Mapping quantum circuits on 3D nearest-neighbor architectures

In some quantum technologies, an interaction is only allowed between physically adjacent qubits, hence the nearest-neighbor requirement is needed. In such technologies, quantum gates are limited to operate on adjacent qubits. To make a quantum circuit compliant with the nearest-neighbor requirement, SWAP gates are inserted into the circuit to move the interacting qubits of a gate to be adjacent to each other. The mapping of qubits on the physical environment has an important role on reducing the number of SWAP gates and thus the circuit latency. Focusing on this issue, in this paper, a method is proposed that maps a quantum circuit onto a 3D physical hardware such as a 3D optical lattice.
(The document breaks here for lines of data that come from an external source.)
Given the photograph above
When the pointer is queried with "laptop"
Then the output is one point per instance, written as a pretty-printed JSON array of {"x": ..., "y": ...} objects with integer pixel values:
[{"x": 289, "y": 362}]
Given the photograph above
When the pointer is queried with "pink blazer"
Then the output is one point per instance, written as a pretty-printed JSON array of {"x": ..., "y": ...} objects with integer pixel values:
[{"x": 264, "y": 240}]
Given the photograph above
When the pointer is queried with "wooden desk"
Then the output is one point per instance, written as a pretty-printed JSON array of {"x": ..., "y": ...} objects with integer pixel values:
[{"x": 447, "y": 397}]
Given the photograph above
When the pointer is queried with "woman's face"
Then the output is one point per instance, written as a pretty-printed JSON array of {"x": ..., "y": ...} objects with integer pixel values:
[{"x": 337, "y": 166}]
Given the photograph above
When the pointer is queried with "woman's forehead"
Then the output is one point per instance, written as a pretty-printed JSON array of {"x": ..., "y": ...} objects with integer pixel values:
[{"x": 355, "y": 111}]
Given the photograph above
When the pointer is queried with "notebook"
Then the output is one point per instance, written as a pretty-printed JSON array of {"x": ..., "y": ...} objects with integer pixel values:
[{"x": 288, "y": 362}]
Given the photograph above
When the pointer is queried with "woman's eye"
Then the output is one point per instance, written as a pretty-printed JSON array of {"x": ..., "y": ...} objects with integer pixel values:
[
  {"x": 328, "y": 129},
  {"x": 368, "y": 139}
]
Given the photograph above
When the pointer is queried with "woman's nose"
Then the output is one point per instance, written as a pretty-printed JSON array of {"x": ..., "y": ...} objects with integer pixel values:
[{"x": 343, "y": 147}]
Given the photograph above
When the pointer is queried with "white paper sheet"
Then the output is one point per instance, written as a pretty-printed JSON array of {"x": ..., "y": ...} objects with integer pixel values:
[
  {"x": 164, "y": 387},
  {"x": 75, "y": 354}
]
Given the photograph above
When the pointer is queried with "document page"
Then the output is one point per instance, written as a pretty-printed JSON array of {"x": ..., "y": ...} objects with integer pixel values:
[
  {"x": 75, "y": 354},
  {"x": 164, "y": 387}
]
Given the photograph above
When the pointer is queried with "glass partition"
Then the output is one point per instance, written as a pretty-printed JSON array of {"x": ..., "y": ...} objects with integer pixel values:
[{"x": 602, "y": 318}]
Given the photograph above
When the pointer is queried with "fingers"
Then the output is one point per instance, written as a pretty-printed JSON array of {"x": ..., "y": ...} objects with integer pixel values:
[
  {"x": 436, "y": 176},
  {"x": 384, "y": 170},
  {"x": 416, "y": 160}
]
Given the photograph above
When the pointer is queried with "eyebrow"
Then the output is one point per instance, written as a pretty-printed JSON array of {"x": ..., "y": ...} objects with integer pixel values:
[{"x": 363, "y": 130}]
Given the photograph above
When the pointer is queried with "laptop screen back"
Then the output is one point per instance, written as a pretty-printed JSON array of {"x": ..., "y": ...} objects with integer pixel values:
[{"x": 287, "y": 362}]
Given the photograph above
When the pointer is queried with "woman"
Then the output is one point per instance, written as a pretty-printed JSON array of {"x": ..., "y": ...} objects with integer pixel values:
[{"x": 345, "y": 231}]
A new methodology for this mapping problem is proposed based on a complex network spectral clustering algorithm and graph theory, which are suitable for very large scale networks. It includes three steps: finding the order of qubit mapping, placing physical qubits, and routing. Simulation results show that the proposed mapping approach not only decreases the average number of SWAP gates by about 37% but also improves the average runtime by about 87% for the 2D architecture compared to PAQCS. Moreover, it reduces the average number of SWAP gates for the 3D architecture by 17.1% compared to the best studies in the literatures.